O fato de cuidarem de todos e não terem tempo para elas faz com que se sintam
invisíveis, transparentes, sem o reconhecimento que elas tanto desejam. Elas
dedicam todo o tempo para cuidar dos outros e não recebem o menor
reconhecimento ou agradecimento por isso. É como se fosse apenas uma obrigação
que elas devem cumprir por serem mulheres. Elas não cuidam de si mesmas, não
têm tempo para si, não têm liberdade para serem elas mesmas. Liberdade social e
liberdade interior. As mulheres são cobradas para terem uma vida muito mais
controlada sexualmente, amorosamente, profissionalmente e em todas as áreas da
vida. Por isso elas invejam tanto a liberdade dos homens. Elas querem ser mais
livres em todos os sentidos, inclusive livres para poderem realizar todo o seu
potencial amoroso, sexual, criativo, produtivo. As mulheres não são livres para
serem elas mesmas.
O que é velhofobia? Acha que ela aumentou em tempos de pandemia?
A calamidade que estamos enfrentando evidenciou a face mais perversa de alguns
políticos e empresários: a velhofobia. Estamos assistindo horrorizados a
discursos sórdidos, recheados de estigmas, preconceitos e violências contra os
mais velhos. "Vamos todos nos contaminar para criar imunidade e esta
epidemia acabar logo. Só irão morrer alguns velhinhos doentes".
"Deixem os jovens trabalharem. Não vamos parar a economia para salvar a
vida de velhinhos". "Só velhinhos irão morrer, eles iriam morrer
mesmo, mais cedo ou mais tarde".
Esse tipo de discurso revela uma situação dramática que já existia antes da
pandemia. Os velhos são considerados inúteis, desnecessários e invisíveis.
Homens e mulheres mais velhos, que já experimentam uma espécie de morte
simbólica, ficam desesperados ao constatar que são considerados um peso para a
sociedade. No entanto, a forte reação contra esses sociopatas prova que os mais
velhos são muito valiosos e importantes para os brasileiros. Faremos tudo o que
for necessário para demonstrar que os nossos velhos não são um peso, muito pelo
contrário.
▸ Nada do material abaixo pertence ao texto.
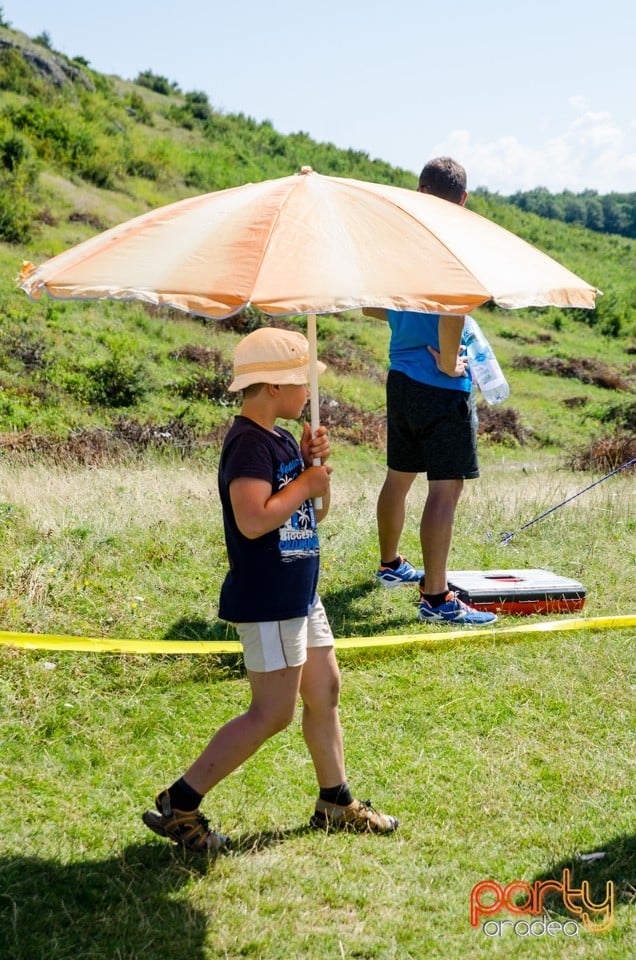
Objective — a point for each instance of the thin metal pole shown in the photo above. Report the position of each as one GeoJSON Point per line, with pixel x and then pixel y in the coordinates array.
{"type": "Point", "coordinates": [507, 537]}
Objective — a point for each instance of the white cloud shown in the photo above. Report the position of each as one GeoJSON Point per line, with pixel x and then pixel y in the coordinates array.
{"type": "Point", "coordinates": [593, 152]}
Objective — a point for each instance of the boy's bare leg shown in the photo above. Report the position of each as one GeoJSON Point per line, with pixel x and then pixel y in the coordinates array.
{"type": "Point", "coordinates": [436, 531]}
{"type": "Point", "coordinates": [391, 512]}
{"type": "Point", "coordinates": [274, 698]}
{"type": "Point", "coordinates": [320, 690]}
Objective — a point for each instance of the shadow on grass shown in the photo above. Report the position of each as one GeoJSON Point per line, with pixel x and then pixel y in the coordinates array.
{"type": "Point", "coordinates": [349, 619]}
{"type": "Point", "coordinates": [210, 630]}
{"type": "Point", "coordinates": [127, 906]}
{"type": "Point", "coordinates": [610, 861]}
{"type": "Point", "coordinates": [255, 842]}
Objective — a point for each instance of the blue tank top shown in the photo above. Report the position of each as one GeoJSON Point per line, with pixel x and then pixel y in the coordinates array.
{"type": "Point", "coordinates": [411, 335]}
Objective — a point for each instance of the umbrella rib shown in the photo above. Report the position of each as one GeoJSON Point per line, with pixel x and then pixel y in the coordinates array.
{"type": "Point", "coordinates": [279, 209]}
{"type": "Point", "coordinates": [422, 225]}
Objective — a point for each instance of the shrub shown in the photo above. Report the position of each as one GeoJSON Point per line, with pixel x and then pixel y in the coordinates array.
{"type": "Point", "coordinates": [117, 381]}
{"type": "Point", "coordinates": [155, 82]}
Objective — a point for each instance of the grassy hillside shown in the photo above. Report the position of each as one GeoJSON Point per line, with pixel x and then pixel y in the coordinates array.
{"type": "Point", "coordinates": [80, 152]}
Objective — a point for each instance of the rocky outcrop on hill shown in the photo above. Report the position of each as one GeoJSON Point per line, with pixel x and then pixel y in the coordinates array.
{"type": "Point", "coordinates": [51, 66]}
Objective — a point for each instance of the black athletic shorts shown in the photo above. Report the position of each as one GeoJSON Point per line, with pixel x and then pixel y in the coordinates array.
{"type": "Point", "coordinates": [430, 429]}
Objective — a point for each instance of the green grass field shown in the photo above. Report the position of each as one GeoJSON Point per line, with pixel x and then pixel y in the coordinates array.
{"type": "Point", "coordinates": [505, 758]}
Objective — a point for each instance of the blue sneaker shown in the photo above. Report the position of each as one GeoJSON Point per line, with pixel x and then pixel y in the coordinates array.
{"type": "Point", "coordinates": [454, 610]}
{"type": "Point", "coordinates": [405, 573]}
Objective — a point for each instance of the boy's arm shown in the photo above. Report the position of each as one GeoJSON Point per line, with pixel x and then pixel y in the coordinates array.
{"type": "Point", "coordinates": [448, 357]}
{"type": "Point", "coordinates": [258, 511]}
{"type": "Point", "coordinates": [312, 449]}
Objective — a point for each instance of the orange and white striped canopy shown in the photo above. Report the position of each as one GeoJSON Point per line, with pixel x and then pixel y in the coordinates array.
{"type": "Point", "coordinates": [309, 243]}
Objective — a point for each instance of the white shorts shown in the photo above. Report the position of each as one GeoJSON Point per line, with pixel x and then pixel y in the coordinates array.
{"type": "Point", "coordinates": [277, 644]}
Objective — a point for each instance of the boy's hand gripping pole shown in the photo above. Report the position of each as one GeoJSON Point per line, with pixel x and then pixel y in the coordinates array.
{"type": "Point", "coordinates": [314, 399]}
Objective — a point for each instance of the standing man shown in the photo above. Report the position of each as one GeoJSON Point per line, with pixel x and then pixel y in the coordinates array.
{"type": "Point", "coordinates": [432, 429]}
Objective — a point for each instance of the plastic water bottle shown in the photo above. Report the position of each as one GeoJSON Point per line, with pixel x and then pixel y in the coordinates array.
{"type": "Point", "coordinates": [483, 365]}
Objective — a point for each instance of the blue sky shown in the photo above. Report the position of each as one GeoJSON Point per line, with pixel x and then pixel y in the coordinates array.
{"type": "Point", "coordinates": [524, 95]}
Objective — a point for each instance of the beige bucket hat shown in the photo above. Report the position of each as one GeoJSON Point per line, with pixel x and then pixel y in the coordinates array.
{"type": "Point", "coordinates": [270, 355]}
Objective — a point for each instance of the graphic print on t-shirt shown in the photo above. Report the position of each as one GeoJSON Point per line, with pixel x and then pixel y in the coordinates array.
{"type": "Point", "coordinates": [298, 536]}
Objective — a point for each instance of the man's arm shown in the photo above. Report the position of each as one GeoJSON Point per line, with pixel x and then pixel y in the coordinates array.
{"type": "Point", "coordinates": [448, 357]}
{"type": "Point", "coordinates": [378, 312]}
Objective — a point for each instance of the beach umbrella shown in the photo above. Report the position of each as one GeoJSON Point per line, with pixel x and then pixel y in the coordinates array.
{"type": "Point", "coordinates": [310, 244]}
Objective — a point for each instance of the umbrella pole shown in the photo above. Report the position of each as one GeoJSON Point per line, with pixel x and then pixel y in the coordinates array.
{"type": "Point", "coordinates": [314, 399]}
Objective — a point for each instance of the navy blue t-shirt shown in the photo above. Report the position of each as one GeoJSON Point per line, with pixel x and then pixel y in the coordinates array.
{"type": "Point", "coordinates": [273, 577]}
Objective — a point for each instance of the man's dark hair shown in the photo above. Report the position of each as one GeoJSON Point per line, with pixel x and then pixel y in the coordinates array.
{"type": "Point", "coordinates": [445, 178]}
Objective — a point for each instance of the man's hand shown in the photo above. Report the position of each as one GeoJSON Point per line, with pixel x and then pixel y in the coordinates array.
{"type": "Point", "coordinates": [461, 363]}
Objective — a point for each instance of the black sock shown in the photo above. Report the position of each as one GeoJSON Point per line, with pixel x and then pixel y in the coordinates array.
{"type": "Point", "coordinates": [183, 796]}
{"type": "Point", "coordinates": [435, 599]}
{"type": "Point", "coordinates": [340, 794]}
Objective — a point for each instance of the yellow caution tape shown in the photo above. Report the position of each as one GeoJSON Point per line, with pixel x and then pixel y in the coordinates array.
{"type": "Point", "coordinates": [43, 641]}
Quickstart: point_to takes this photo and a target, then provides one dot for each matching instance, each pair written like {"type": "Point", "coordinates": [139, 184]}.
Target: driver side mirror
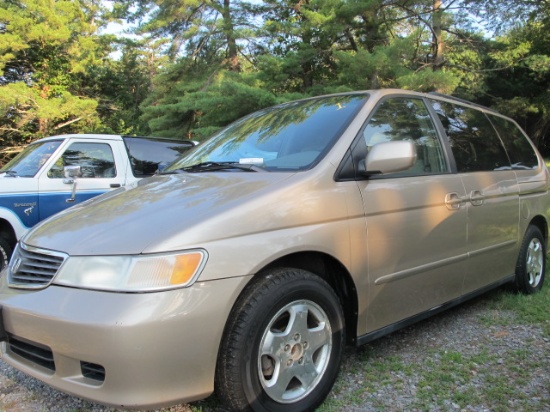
{"type": "Point", "coordinates": [389, 157]}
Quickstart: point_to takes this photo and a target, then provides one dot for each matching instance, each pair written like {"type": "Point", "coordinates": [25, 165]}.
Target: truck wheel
{"type": "Point", "coordinates": [531, 263]}
{"type": "Point", "coordinates": [282, 345]}
{"type": "Point", "coordinates": [5, 253]}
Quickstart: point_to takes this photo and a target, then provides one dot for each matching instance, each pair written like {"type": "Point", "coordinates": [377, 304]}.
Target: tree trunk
{"type": "Point", "coordinates": [232, 51]}
{"type": "Point", "coordinates": [438, 43]}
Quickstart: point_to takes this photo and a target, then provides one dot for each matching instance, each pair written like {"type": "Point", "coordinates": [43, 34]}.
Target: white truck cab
{"type": "Point", "coordinates": [57, 172]}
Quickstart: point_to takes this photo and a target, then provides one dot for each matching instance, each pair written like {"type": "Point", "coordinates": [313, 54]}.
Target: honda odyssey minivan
{"type": "Point", "coordinates": [246, 266]}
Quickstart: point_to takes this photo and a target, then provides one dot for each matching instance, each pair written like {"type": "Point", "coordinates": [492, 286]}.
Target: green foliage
{"type": "Point", "coordinates": [195, 108]}
{"type": "Point", "coordinates": [200, 65]}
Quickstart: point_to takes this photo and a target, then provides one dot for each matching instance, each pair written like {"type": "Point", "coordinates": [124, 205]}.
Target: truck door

São eles que estão nos ajudando a encontrar força e coragem para
sobreviver física e mentalmente. São eles que estão nos ensinando a ser pessoas
mais amorosas e generosas. São eles que estão cuidando de nós, como fizeram
durante toda a vida.
Muitos dos que disseminam o discurso de ódio e de extermínio dos mais velhos já
passaram dos 60 anos. É urgente que eles aprendam uma lição importante: a única
categoria social que une todo mundo é o ser velho. A criança e o jovem de hoje
serão os velhos de amanhã. Os velhofóbicos estão construindo o seu próprio
destino como velhos, e também o destino dos seus filhos e netos: os velhos de
amanhã. Será que estes genocidas serão tão amados e protegidos como são os
nossos velhos ou serão tratados como "velhinhos descartáveis"?